By Grace Phillips, Vanuatu Project Leader, OceansWatch
Vanuatu is a wondrous land of dense tropical forests, hidden villages, golden beaches and ancient kastom traditions. Below the surface of its Coral Sea waters it is just as magical. Untouched reefs abound with fish and turtles, sea snakes slither amongst the hard coral, and dolphins cruise the crystal clear depths. A marine environment this pristine, belonging to the ni-Van population of a mere 250,000, is certainly worth protecting. This is what draws OceansWatch to Vanuatu each year.
OceansWatch is a New Zealand based non-profit organisation, which draws scientists, divers, and sailors together to interact with coastal communities in developing nations throughout the world to promote marine awareness, conservation and sustainable uses of their marine resources. The use of a 34ft yacht named ‘Magic Roundabout’ allows the OceansWatch team to visit islands and villages further afield and usually often out of range of government projects and other NGOs.
One aspect of OceansWatch’s work is to conduct Reef Check surveys in each community. On arrival in Vanuatu at the beginning of June, the OceansWatch Vanuatu team began Reef Check training with Katie Thomson, the Reef Check Vanuatu coordinator. Katie has been working in Vanuatu for 5 years, conducting training workshops in villages nation-wide to empower the communities to monitor their own reefs. The reefs are controlled by family groups or villages as an extension of land-ownership, rather than by the government. When carrying out Reef Check surveys at the community reefs, OceansWatch encourages the participation of trained locals. We’ve found that a great way to involve the non-trained locals is to get them to drop the plumb line on the substrate survey or to spot the invertebrates for us – it’s amazing how proficient they are!
Almost half way through the season, the OceansWatch Vanuatu team has already visited 4 communities in the southern islands of Vanuatu and conducted 10 Reef Check surveys. The main finding that stands out is the good health of the coral. We have observed little to no bleaching or disease on the reefs and low anthropogenic impacts such as anchor damage or dynamite fishing. Aside from the reefs around the islands of Nguna and Pele, the southern reefs appear free from devastating Crown of Thorns starfish outbreaks, which are causing some concern in areas further north in Vanuatu. The reef substrate mostly consists of hard coral (Acropora and Pocillopora, and some large specimens of slow growing species) and a lot of rock, with a low percentage of soft coral. However, we have encouragingly found extremely little nutrient indicator algae, possibly thanks to the low levels of coastal development and the absence of flushing toilets and agricultural run-off.
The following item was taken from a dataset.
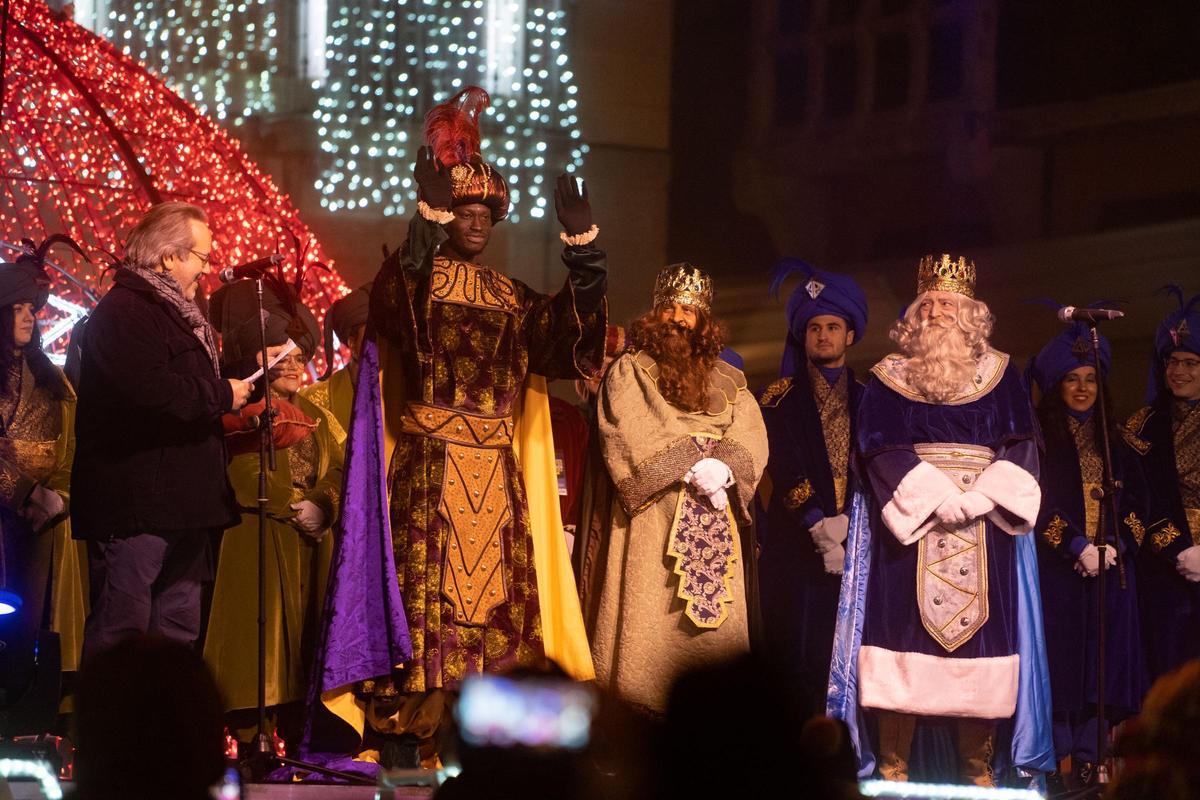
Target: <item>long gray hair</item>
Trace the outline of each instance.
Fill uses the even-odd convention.
[[[125,263],[135,269],[158,269],[169,256],[184,258],[196,245],[192,220],[208,224],[208,215],[199,206],[174,200],[154,206],[125,241]]]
This, coupled with low levels of sediment and coral rubble, should lend a hand in successful coral larval settlement in the years to come.
Interestingly, invertebrates have been fairly absent on the surveys. The most common invertebrates we’ve found have been sea-cucumbers and pencil urchins. Reef Check Vanuatu surveys also include local indicator species such as Trochus and Green snail (large molluscs which are harvested for food). The presence of Trochus has been sporadic throughout the islands but not one Green snail has been spotted, which is cause for some concern.
An absence of large fish has been noticed on a lot of the reefs but small parrotfish are plentiful throughout, as are butterfly fish. Surgeonfish, an algal grazer and another Reef Check Vanuatu indicator species, are also high in numbers which may contribute to the low levels of algae. Despite the absence of large reef fish, several white tip reef sharks and larger specimens such as a big Lemon shark and a Leopard shark have been observed, which is great to see as they have been fished out of most reefs globally.
Vanuatu is at the forefront of marine conservation. Every village we have visited so far has set aside at least one, but often several, marine tabu areas (areas of restricted fishing, harvesting and anchoring to varying degrees of protection). Most of the tabu areas have been set up out of the communities’ own initiative and although they may not be internationally recognised conservation areas, they still do the same job! The Vanuatu government has no idea how much of the country’s reefs are protected in this way, and this is one task that OceansWatch is helping them with this year – to map any tabu areas we come across. The sheer number of them is so wonderful to see! And by conducting Reef Check surveys inside and outside of tabu areas, we are hoping to build up a picture of how effective they are… so far the reefs are some of the most pristine I have ever seen!
OceansWatch has a few more months left in Vanuatu this season, and we are looking forward to carrying out more Reef Check surveys on the beautiful reefs surrounding the islands of this amazing country.